Ада всех подвела под угрозу. Они все поплатятся, если она родит и немцы поймут, что она не монахиня и что другие монахини солгали ради нее. Ада запаниковала.
— Скажу, что меня изнасиловали. — А что еще можно сделать в такой ситуации? — Какой-то солдат. Тогда, наверное, с нами ничего не случится.
— Но вы солжете.
— Может, это тот случай, когда ложь необходима? — Ада с трудом сглотнула. Во вранье она поднаторела. — Они не отберут у меня ребенка?
— Солгав единожды, — мягко возразила сестра Бригитта, — вам придется с этим жить, и рано или поздно правда выйдет наружу. Жить во лжи.
— Но ребенок?
— Будем надеяться, его усыновят, среди немцев тоже есть добрые люди.
— Моего ребенка?
— Сестра Клара, мы не можем держать здесь младенца. Где мы его спрячем? Малютки — шумный народец.
Она ни за что не отдаст своего ребенка, только не немцам. Она сбежит. Наденет чьи-нибудь обноски, стащит у других заключенных. Лохмотья. Прикинется полькой. И никто не опознает в ней монахиню. Пройдет через охрану.

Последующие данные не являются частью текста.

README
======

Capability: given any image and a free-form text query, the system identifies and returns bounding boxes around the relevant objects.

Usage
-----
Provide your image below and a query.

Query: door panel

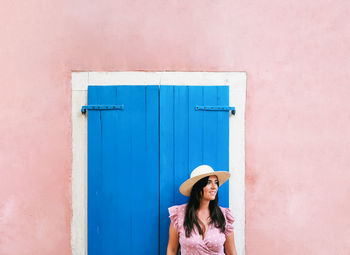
[88,86,159,255]
[88,86,229,255]
[160,86,229,254]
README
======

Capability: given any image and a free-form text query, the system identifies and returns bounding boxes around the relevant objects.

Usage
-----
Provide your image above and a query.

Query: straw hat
[180,165,231,197]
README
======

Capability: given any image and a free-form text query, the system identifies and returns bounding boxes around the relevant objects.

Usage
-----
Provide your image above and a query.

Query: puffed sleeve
[168,205,179,231]
[224,208,235,235]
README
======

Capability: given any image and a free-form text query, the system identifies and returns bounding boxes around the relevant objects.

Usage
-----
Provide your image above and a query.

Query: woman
[167,165,237,255]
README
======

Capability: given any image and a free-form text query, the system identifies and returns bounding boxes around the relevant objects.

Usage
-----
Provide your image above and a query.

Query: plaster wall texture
[0,0,350,255]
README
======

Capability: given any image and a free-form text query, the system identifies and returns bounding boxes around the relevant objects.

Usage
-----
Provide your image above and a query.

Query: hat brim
[180,171,231,197]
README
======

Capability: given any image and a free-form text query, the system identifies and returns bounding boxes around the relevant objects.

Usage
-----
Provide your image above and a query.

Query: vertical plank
[159,86,176,254]
[87,87,102,254]
[188,86,205,171]
[216,86,230,207]
[202,86,220,170]
[173,86,189,204]
[88,86,159,255]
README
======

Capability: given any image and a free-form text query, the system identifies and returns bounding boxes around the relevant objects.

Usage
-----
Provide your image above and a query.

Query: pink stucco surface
[0,0,350,255]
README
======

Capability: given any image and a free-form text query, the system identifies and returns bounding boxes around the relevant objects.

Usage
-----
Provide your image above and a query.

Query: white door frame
[71,72,247,255]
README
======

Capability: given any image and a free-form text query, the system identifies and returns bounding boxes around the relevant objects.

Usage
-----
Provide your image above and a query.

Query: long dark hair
[184,176,226,237]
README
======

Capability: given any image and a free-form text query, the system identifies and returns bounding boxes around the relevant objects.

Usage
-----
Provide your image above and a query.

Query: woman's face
[202,175,219,200]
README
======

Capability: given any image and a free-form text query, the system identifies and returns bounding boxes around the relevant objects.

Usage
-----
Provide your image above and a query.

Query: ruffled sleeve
[168,205,179,231]
[224,208,235,235]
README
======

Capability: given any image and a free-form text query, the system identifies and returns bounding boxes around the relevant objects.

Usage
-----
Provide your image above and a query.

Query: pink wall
[0,0,350,255]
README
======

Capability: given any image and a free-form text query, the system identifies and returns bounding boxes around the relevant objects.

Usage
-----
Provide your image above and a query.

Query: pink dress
[168,204,234,255]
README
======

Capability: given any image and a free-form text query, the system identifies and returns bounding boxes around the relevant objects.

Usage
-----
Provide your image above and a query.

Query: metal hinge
[81,105,124,113]
[196,105,236,115]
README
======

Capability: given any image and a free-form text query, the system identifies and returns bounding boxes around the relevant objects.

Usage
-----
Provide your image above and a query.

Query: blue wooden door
[160,86,229,254]
[88,86,159,255]
[88,86,229,255]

Польки ночуют где-то в другом месте. А потом тихонько ускользнет. Может, ей встретятся хорошие немцы, что сжалятся над ней. Помогут вернуться домой. Или найти Станисласа. И они опять будут вместе, конечно, будут. Он станет заботиться и о ней, и о ребенке.
Нет, она никогда его не найдет. Какой же она была дурой, что поверила ему. Надо было унять его в тот вечер в Намюре, их последний вечер до прихода немцев.
Ладно, она сбежит. А если ее поймают? Пострадают сестра Бригитта и все остальные. Ада представила, как охранник размахивает дубинкой:
— Встанем на колени и помолимся, — сказала сестра Бригитта.
Ада сползла с койки и неуклюже опустилась на колени. Подсчитала в уме: получается, она на пятом месяце. Беременная. В плену. Она закрыла глаза. Горячие гневные слезы потекли по щекам.
Каменные плиты были ледяными. Голые ступни мерзли, пальцы ног, обхватившие край ступеньки, коченели. Ноги, словно якорь, приковали Аду к полу. На лестничную площадку внизу падал лунный свет, белесый вытянутый прямоугольник на фоне черноты лестничной клетки.
Ада подалась вперед, качнулась, отпрянула.